Dienstag, Juni 25, 2024
Ohne Lehrabschluss zum Objektleiter

Bei der Wisag werden Führungskräfte vorzugsweise aus den eigenen Reihen rekrutiert. So auch Ante Rojnica, der 2013 ohne Lehrabschluss bei der Wisag begonnen hat und heute nach zahlreichen von der Wisag organisierten und unterstützten Weiterbildungen für die Betreuung eines Objekts mit einer Fläche von 58.000 m² verantwortlich zeichnet. Weil der Fachkräftemangel die Branche weiterhin beschäftigen wird, startet die Wisag 2021 ein eigenes Ausbildungs- und Lehrlingsprogramm, wenn die Lage aufgrund des Coronavirus es zulässt.

In Zeiten des Facharbeitermangels müssen sich Unternehmen manchmal auch selbst zu helfen wissen. Als sich Ante Rojnica 2013 bei Wisag Gebäudetechnik bewarb, verfügte er noch nicht einmal über einen Lehrabschluss. Heute ist er alleinverantwortlich für ein Objekt in der Louis-Häfliger-Gasse im 21. Wiener Gemeindebezirk mit einer Gesamtmietfläche inklusive Außenbereiche von 58.000 m². 

»Als ich mich bei der Wisag beworben habe, wurde mir beim Bewerbungsgespräch kommuniziert, dass nur Fachkräfte aufgenommen werden«, erinnert sich Rojnica. Er meldete sich dann unmittelbar nach dem Gespräch bei der Wirtschaftskammer für die Lehrabschlussprüfung an.
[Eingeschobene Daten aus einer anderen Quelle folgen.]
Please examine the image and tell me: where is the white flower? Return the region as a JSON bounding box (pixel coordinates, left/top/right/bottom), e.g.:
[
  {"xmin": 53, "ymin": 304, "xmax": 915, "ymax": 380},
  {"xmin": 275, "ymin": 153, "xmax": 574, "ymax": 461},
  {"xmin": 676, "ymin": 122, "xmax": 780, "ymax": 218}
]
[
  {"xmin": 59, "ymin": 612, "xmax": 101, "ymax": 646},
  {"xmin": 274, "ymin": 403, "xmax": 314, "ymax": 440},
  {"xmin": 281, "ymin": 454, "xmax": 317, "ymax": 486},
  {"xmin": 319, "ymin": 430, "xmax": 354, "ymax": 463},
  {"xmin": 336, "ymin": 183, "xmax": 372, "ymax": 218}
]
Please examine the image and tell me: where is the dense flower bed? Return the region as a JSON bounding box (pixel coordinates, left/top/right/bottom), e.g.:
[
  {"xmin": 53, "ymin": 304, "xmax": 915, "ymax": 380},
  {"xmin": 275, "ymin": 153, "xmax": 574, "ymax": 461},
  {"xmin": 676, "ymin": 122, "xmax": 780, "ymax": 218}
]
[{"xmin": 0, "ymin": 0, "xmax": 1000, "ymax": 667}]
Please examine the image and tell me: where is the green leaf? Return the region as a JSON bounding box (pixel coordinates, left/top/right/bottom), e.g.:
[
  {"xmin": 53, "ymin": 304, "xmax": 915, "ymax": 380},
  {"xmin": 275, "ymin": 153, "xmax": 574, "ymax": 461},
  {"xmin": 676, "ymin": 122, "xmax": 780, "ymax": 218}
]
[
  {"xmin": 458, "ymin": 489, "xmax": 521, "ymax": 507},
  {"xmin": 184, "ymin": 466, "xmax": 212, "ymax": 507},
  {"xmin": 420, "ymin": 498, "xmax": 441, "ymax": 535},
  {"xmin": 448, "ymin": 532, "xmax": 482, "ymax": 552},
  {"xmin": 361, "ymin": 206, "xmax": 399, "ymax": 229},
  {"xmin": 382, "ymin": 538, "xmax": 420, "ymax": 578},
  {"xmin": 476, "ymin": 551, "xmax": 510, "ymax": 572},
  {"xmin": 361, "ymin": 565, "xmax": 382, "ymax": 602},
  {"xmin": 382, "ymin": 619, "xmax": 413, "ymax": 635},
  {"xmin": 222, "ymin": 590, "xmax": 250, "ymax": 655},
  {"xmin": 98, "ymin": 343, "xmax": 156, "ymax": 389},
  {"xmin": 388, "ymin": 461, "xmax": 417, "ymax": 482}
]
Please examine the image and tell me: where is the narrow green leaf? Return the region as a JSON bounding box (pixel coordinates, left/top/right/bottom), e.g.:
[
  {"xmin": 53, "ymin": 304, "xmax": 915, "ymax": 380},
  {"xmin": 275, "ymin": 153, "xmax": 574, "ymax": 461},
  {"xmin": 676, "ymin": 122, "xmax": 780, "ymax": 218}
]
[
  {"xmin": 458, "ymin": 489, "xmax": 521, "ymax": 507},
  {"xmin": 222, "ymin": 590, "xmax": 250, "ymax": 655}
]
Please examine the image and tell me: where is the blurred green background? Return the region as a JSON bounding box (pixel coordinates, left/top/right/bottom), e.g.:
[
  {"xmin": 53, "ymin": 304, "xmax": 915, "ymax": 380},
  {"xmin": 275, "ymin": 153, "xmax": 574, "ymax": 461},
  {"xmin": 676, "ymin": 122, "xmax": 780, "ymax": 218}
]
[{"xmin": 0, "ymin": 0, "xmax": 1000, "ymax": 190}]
Mit der Aussicht auf den Lehrabschluss startete er bei der Wisag ein Probemonat, nach dem erfolgreichen Lehrabschluss wurde er fix aufgenommen.

Drei Jahre lang war er im Filialgeschäft der Wisag tätig und betreute 160 Filialen in der Steiermark, Kärnten, Oberösterreich und in Teilen Salzburgs, bevor ihm die Leitung des Objekts in der Louis-Häfliger-Gasse angeboten wurde. Dort zeichnet er heute für das gesamte technische, infrastrukturelle und kaufmännische Facility Management verantwortlich.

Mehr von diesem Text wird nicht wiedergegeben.